Oral evidence to the malware inquiry

November 9th, 2011 at 14:28 UTC by Richard Clayton

The House of Commons Science and Technology Select Committee is currently holding an inquiry into malware.

I submitted written evidence in September and today I was one of three experts giving oral evidence to the MPs. The session was televised and so conceivably it may turn up on the TV in some strange timeslot — but if you’re interested then there’s a web version for viewing at your convenience. Shortly there will be a written transcript as well.

The Committee’s original set of questions included one about whether malware infection might usefully be treated as a public health issue — of particular interest to me because I have a published paper which considers the role that Governments might play in countering malware for the public good!

In the event, this wasn’t asked about at all. The questions were much more basic, covering the security of hardware and software, the role of the police (and at one point, bizarrely, considering the merits of the Amstrad PCW; a product I was jointly involved in designing and building, some 25 years ago).

In fact it was all rather more about dealing with crime than dealing with malware — which is fine (and obviously closely connected) but it wasn’t the topic on which everyone submitted evidence. This may mean that the Committee has a shortage of material if their report aims to address the questions that they raised today.
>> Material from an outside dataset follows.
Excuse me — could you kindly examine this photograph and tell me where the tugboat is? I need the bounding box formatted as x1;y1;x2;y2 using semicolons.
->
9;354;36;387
Entry filed under: Academic papers, News coverage, Politics

1 comment Add your own

  • 1. Nick P  |  November 12th, 2011 at 19:28 UTC

    I read the written report. It’s a good analysis. We’ve discussed online banking and credit card transactions numerous times on Schneier’s blog. The strategy I always promote is to create a trusted path with cheap, separate, and secure hardware. The hardware would have a large LCD screen so enough information could be provided, along with onboard crypto for private key ops.

    The user initiates action on the friendly GUI, looks at the device for confirmation, presses a button on the device, and the other party checks the signed transaction data. That simple. (IBM recently came up with a variation of my idea called ZTIC.)

    For hardware, I was thinking we could make it as cheap and simple as the old electronic organizers. That gives it portability & a comfortable screen/keyboard. Portability might increase it’s use cases. The required functionality is similar & actually smaller than MULTOS, which was E6 certified. I’m always looking for robust hardware/software combos. Might get it to market quick with a INTEGRITY RTOS on Freescale PPC package.

    The thing is that a trusted path & isolation of secrets from main PC solves much of the authorization/authentication problem. This would require changes in the bank infrastructure, but it’s a very simple process: send data to client; client creates signed transaction; client sends it to bank; bank checks it; sends signed data to client. Users part: start transaction; make a visual comparison; hit a button (or type in PIN, pass,whatever to device). Concept works in many more scenarios than banking. What do you think?

    Further details and discussion here:
    http://www.schneier.com/blog/archives/2011/06/court_ruling_on.html#c552667

    Between the four of us, we actually came up with quite a few solutions with various cost and security profiles. Any of them are better than what organizations are currently doing.